On Mon, 11 May 2026 15:53:31 +0200
Nicolas Frattaroli <[email protected]> wrote:

> On Monday, 11 May 2026 13:56:41 Central European Summer Time Boris Brezillon 
> wrote:
> > Hi Nicolas,
> > 
> > On Fri, 08 May 2026 20:00:54 +0200
> > Nicolas Frattaroli <[email protected]> wrote:
> >   
> > > In Commit a8f5738779a9 ("drm/panthor: Pass an iomem pointer to GPU
> > > register access helpers"), the gpu register access helpers were changed
> > > from taking a pointer to a struct panthor_device in their first
> > > argument, to taking a void pointer.
> > > 
> > > This can cause problems, as patches based on panthor before this change
> > > will still compile fine after it. struct panthor_device * implicitly
> > > casts to a void pointer, resulting in completely wrong semantics.
> > > 
> > > Prevent this problem by wrapping the affected functions with macros that
> > > specifically check for and reject the struct panthor_device * type as
> > > the first argument.
> > > 
> > > Signed-off-by: Nicolas Frattaroli <[email protected]>
> > > ---
> > >  drivers/gpu/drm/panthor/panthor_device.h | 68 
> > > +++++++++++++++++++++++++-------
> > >  1 file changed, 53 insertions(+), 15 deletions(-)
> > > 
> > > diff --git a/drivers/gpu/drm/panthor/panthor_device.h 
> > > b/drivers/gpu/drm/panthor/panthor_device.h
> > > index 4e4607bca7cc..91e9f499bf69 100644
> > > --- a/drivers/gpu/drm/panthor/panthor_device.h
> > > +++ b/drivers/gpu/drm/panthor/panthor_device.h
> > > @@ -630,49 +630,87 @@ static inline void panthor_ ## __name ## 
> > > _irq_disable_events(struct panthor_irq
> > >  
> > >  extern struct workqueue_struct *panthor_cleanup_wq;
> > >  
> > > -static inline void gpu_write(void __iomem *iomem, u32 reg, u32 data)

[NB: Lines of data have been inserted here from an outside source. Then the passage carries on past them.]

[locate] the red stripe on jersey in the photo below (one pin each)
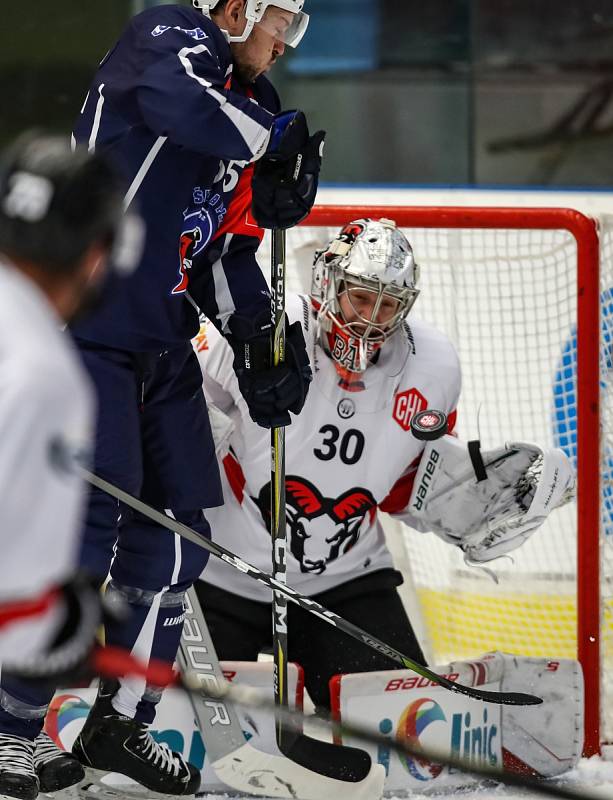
(239, 218)
(235, 476)
(22, 609)
(400, 494)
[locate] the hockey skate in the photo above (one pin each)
(56, 769)
(112, 743)
(17, 774)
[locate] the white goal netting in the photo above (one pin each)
(508, 301)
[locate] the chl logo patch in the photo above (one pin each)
(346, 408)
(406, 405)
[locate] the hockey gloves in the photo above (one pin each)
(285, 178)
(270, 392)
(65, 657)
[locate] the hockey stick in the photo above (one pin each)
(308, 752)
(115, 662)
(236, 762)
(307, 603)
(278, 524)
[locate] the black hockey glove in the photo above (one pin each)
(270, 392)
(285, 178)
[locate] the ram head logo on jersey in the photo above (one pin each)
(314, 541)
(188, 243)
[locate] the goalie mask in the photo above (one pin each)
(272, 17)
(364, 285)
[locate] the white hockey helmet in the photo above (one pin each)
(262, 12)
(366, 256)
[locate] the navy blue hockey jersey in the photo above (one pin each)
(164, 106)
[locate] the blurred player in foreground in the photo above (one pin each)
(350, 454)
(60, 217)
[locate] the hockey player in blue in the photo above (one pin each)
(181, 104)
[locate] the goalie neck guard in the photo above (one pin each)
(364, 285)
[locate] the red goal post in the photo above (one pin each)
(584, 231)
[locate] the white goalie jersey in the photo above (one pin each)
(348, 454)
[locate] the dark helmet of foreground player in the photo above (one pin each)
(370, 256)
(55, 203)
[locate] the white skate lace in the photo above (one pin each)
(160, 754)
(16, 755)
(45, 750)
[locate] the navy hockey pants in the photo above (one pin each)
(153, 440)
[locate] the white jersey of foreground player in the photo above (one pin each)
(46, 419)
(347, 455)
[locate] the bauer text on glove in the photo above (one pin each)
(270, 392)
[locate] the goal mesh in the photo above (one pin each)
(503, 285)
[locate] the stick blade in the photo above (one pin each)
(502, 698)
(251, 771)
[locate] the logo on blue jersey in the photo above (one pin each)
(188, 245)
(196, 33)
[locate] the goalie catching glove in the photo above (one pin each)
(487, 503)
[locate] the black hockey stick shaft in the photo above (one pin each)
(278, 531)
(307, 603)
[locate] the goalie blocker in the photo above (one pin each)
(487, 503)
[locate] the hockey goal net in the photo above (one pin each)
(518, 292)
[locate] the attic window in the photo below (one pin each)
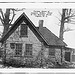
(12, 45)
(28, 51)
(51, 51)
(24, 30)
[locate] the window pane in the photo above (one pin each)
(52, 51)
(18, 50)
(23, 31)
(28, 49)
(12, 45)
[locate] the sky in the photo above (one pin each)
(51, 21)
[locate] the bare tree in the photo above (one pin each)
(5, 18)
(67, 16)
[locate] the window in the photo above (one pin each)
(17, 47)
(18, 50)
(28, 51)
(67, 56)
(52, 51)
(24, 30)
(12, 45)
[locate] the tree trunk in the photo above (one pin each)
(6, 22)
(62, 24)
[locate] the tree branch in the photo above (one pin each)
(1, 20)
(12, 16)
(2, 13)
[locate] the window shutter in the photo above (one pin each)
(23, 31)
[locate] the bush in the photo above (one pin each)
(14, 63)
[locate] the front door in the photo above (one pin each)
(67, 56)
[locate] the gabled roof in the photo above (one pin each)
(49, 38)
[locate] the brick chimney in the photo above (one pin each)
(41, 25)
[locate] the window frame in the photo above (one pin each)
(51, 52)
(19, 55)
(22, 31)
(28, 50)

> > > +static inline void _gpu_write(void __iomem *iomem, u32 reg, u32 data)
> > >  {
> > >   writel(data, iomem + reg);
> > >  }
> > >  
> > > -static inline u32 gpu_read(void __iomem *iomem, u32 reg)
> > > +static inline u32 _gpu_read(void __iomem *iomem, u32 reg)
> > >  {
> > >   return readl(iomem + reg);
> > >  }
> > >  
> > > -static inline u32 gpu_read_relaxed(void __iomem *iomem, u32 reg)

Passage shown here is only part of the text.